A Montreal construction magnate with close ties to the Mafia, Magi seemed to be the man who couldn’t be killed. He was kidnapped in 2005, but survived. He was shot three times in 2008 while sitting in his Range Rover, but woke up from the coma.
In 2009, Magi’s business partner Nick Rizzuto Jr. — son of the infamous mob boss Vito Rizzuto — was assassinated near the Montreal offices of Magi’s company, FTM Construction. Two years later Magi’s wife was shot at while driving her SUV, but emerged unscathed.
In 2013, Magi’s security guards chased off an armed man approaching his home.
But on Thursday morning, Montreal police responded to a 911 call reporting gunshots in the west-end neighbourhood of Notre-Dame-de-Grâce. Upon arrival, they found Magi lying unconscious on the sidewalk outside a construction site, shot at least once. He died shortly afterward.
Magi and his brother Rino were prominent developers in Montreal for many years, but in the early 2000s their real estate business fell into financial trouble. While Rino became embroiled in a telemarketing fraud case, Tony’s problems started with an ambitious luxury condo project in Montreal’s Old Port, a $71-million project to convert an old warehouse on the waterfront.
The 2014 Charbonneau Commission, a public inquiry into corruption in Quebec’s construction industry, heard evidence that when the condo project’s financing fell apart, it was Vito Rizzuto — the Sicilian Mafia don who died in 2013 — who came to the rescue. The commission heard wiretaps of phone calls between Rizzuto and Magi, with Rizzuto promising the condo project would be “one of the hottest places in the city.”
(Among those who bought in the building was Clément Gascon, now a Supreme Court of Canada judge; in 2016 Gascon sued for millions after major construction defects were found.)
Magi and Rizzuto were effectively business partners from 2003 to 2005, and Rizzuto’s son Nick would go on to work with Magi in the construction business. But Magi’s involvement with the mob quickly spiralled downward.
In the early hours of Aug. 11, 2008, Magi was stopped at a traffic light in his Range Rover when he was sprayed with gunfire. One bullet hit the back of his head; a second entered his back shoulder; a third hit him in the ribs.
The Montreal Gazette reported at the time that it appeared to be an “underworld settling of accounts,” and that police investigators figured Magi’s mob protection faltered after Vito Rizzuto was extradited to the U.S. in 2006 to face racketeering charges.
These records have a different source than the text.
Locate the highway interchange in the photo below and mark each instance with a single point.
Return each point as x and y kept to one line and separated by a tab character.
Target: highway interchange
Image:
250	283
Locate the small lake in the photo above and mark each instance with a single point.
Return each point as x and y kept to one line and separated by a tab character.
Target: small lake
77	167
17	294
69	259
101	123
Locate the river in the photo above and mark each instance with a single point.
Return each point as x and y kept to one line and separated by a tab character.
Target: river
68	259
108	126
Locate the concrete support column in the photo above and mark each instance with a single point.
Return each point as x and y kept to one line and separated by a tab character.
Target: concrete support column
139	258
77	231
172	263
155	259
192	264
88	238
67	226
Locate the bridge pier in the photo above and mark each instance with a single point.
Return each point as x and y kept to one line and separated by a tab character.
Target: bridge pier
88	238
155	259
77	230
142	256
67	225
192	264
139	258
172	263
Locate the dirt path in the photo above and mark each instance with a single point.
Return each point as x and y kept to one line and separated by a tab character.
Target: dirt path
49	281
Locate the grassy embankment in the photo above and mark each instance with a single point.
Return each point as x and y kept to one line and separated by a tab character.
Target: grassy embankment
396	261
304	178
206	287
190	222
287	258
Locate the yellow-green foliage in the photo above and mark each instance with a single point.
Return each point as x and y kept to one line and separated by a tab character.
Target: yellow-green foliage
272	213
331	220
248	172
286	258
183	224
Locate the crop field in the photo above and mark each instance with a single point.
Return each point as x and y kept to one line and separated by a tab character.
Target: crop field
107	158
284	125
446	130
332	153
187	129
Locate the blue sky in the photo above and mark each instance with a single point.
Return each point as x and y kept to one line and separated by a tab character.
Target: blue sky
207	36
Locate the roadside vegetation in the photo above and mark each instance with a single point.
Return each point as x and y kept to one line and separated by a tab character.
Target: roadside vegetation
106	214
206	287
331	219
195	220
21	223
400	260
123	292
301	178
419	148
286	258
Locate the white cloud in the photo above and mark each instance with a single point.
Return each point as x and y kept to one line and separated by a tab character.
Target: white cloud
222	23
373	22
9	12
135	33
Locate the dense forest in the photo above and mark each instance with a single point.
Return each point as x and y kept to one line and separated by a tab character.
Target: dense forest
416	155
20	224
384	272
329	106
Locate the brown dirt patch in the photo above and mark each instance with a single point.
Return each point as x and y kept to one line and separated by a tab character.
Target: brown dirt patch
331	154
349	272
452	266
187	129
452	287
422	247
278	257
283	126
Magi was in a coma for weeks after the shooting, but survived. He later tried to file a claim to Quebec’s auto insurance board. In response to a question on the claim form asking, “Were you injured in this accident?” Magi wrote: “I suffered bad headache pain at the back of my head and neck. I had a hard time breathing, my chest was closing in on me and I had pain in my neck.”

His claim was rejected, with the insurance board concluding that “all of the injuries sustained in the accident are the direct result of the bullet wounds.” He sought review at the provincial insurance tribunal, the court of last resort in such matters, but that also failed. “In fact, the evidence clearly demonstrates that the injuries result from a fact completely separable from the use of a motor vehicle as a means of transport,” the two-member panel wrote.
In 2010, Magi was arrested on five firearms charges as part of an organized crime operation by Montreal police. Court documents later showed that police acted on information his bodyguards were carrying illegal weapons. Magi avoided a criminal record by pleading guilty to improperly storing a restricted weapon, receiving an unconditional discharge.
For a period of time, it seemed as if everyone in Magi’s orbit was in danger.
Nick Rizzuto Jr. was murdered in a 2009 shooting within sight of the office he worked at with Magi. Ducarme Joseph, an enforcer for Magi, barely escaped a 2010 shooting at a clothing boutique that saw two others killed; Joseph was arrested the next day at Magi’s office. Richard Zarbatany, a former boxer, was a bodyguard and chauffeur for Magi when he was arrested in 2011 for impaired driving; he alleged police were harassing him, looking for a reason to throw him in jail.
Magi’s wife, Rita Biasini, barely escaped death in 2011 when a gunman opened fire on her car at 8:40 a.m. in a residential neighbourhood. She sped away and hid at a police station. By that point, according to one news report, Magi was travelling in an armoured car.
Thursday’s shooting, as with the past attempts on the life of Magi and his wife, came in broad daylight. A Montreal police spokesperson said they’re looking for witnesses, and will review security camera footage from the area. Nobody who has attempted to kill Magi in the past has ever been found.